The iconic chairs, as blue as the rippling Bay of Angels they overlook, are wedged in rows of 20 along the famous Promenade des Anglais. While in winter it is relatively easy to find a free chair, and enjoy a contemplative session of sea staring, in busy summer months it may be a real challenge.
Back in the 50’s, these chairs were wooden, white, and spread along the promenade. They were mostly used by families and elderly people as a place to relax.
About sixty years later, la chaise bleue has changed its look but remains one of the Niçois’ favourite spots to relax and enjoy the view of the Mediterranean Sea. “It always feels like a special place where to sit,” says Magda, born in Nice in the 70’s.
The history of the famous chair began during the postwar period, when mass tourism plummeted in the French Riviera. Charles Tordo, well-recognized inventor and worker in a maintenance company, was entrusted with the manufacture of eight hundred chairs by businessman Ballanger. As the story goes, Tordo worked overtime for weeks, with the help of his family, in order to meet Ballanger’s deadline.
At that time, people would pay a small sum in exchange for the “droit de s’asseoir”or permission to sit in English.
After the death of Ballanger, the city of Nice commissioned the production of the chairs to a company based in the Haute Loire.
Les chaises went through a lot of change over the years and acquired a more sophisticated look; notably, they were painted a sky blue and were constructed of metal instead of wood.

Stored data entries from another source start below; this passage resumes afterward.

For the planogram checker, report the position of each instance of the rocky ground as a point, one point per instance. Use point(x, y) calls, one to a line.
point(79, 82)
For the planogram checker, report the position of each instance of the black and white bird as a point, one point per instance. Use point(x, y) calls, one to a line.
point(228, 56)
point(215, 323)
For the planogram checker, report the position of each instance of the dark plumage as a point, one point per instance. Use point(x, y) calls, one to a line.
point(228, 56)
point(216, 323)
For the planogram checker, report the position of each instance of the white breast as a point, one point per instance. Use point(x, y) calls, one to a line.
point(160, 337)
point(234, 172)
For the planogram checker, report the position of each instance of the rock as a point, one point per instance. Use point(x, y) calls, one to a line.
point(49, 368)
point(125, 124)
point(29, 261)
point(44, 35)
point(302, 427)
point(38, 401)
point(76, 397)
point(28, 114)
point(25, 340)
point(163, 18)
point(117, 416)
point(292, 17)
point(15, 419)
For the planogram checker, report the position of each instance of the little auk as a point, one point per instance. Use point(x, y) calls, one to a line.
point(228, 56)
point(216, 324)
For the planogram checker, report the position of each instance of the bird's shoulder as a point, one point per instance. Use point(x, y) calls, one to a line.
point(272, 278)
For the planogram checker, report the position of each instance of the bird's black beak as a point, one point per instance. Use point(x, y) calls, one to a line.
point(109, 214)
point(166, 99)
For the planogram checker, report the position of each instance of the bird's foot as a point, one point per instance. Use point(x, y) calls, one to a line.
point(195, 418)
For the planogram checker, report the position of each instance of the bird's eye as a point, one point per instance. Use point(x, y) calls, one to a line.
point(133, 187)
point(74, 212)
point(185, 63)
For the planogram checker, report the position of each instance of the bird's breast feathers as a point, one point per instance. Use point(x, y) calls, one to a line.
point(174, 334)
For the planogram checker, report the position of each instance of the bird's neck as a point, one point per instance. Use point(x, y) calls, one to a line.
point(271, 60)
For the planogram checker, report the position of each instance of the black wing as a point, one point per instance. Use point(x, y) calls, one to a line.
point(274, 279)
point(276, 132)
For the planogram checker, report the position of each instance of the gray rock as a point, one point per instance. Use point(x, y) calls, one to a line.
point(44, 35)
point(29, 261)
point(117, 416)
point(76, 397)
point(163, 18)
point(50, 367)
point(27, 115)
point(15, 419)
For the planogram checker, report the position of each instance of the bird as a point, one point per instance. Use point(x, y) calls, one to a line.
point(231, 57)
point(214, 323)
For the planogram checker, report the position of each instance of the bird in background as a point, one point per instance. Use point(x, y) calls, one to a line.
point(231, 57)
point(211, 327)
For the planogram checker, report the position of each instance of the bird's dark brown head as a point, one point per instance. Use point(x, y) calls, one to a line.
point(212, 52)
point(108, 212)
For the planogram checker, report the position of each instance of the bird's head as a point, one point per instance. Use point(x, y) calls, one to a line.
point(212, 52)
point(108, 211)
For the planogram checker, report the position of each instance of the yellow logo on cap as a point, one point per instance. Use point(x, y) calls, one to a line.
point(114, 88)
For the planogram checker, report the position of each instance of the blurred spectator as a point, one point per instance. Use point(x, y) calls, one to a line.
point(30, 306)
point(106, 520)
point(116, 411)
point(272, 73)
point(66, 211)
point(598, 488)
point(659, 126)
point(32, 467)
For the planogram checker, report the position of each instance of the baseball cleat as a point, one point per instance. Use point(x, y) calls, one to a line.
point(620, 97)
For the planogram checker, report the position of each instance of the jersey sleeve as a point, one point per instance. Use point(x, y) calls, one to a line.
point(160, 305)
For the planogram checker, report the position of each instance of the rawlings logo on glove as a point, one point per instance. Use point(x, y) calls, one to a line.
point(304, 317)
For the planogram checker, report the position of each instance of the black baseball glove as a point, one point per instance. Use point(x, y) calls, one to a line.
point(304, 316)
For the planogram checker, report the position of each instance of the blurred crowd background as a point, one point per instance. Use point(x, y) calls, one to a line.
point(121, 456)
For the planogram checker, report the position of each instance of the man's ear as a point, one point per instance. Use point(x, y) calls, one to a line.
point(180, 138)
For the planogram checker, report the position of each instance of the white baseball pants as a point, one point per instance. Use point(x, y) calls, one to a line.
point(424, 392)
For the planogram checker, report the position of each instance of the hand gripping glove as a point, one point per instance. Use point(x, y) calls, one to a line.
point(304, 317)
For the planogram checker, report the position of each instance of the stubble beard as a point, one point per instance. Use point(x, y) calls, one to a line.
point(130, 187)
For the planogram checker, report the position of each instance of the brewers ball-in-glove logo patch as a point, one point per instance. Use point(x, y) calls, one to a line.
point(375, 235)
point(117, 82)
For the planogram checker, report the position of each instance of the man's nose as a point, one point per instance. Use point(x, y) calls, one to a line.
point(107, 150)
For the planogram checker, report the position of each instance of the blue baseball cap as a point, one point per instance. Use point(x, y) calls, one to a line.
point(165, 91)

Since they could be easily stolen or damaged, the city council decided to remove them and stop their production in the early 2000, causing the city to lose one of its trademarks. Due to popular demand, they were back a few years later, this time secured in row of twenty.
“I like that the blue chair has become one of the symbols of my city, because it represents the true essence of the Niçois, simple but authentic,” says Marc, a Niçois baker for twenty years.
Many artists were inspired by this special symbol, including a Niçois-born artist Armand. His monumental 3D sculpture, made of hundreds of blue chairs, is entitled “Camin dei Ingles” and decorates one of the glass façades of the Museum of Contemporary Art since 2004.
Likewise, the artist Sab has created a giant two-dimensional chair which was unveiled in 2014 and proudly stands on the Promenade des Anglais.
Another curious hommage to the city’s most enduring symbol are the beautiful mini blue chairs encased in acrylic that can be found at Transparence, a fancy shop in the Old Town.
“The chairs of the walk” also became the title of a play, created in 1998 by Richard Cairaschi for the City Theatre of Nice. The main character is a retired Niçois who regularly haunts the Promenade des Anglais and one morning meets a pretty Niçoise named Violaine.
Having a picture while seated on the blue chair has become a must-do for visitors.
“It is like taking a picture next to the Tour Eiffel when you go to Paris” says Silvia, from Granada, while choosing her favourite Niçois holiday pictures to upload to Facebook.
Times have changed since the 1950s and so has the chair. In spite of this change, la Chaise Bleue remains a solid symbol of the city of Nice and represents, to this day, a special place of solitary reflection, contemplation and relaxation for friends and families, both local and visiting.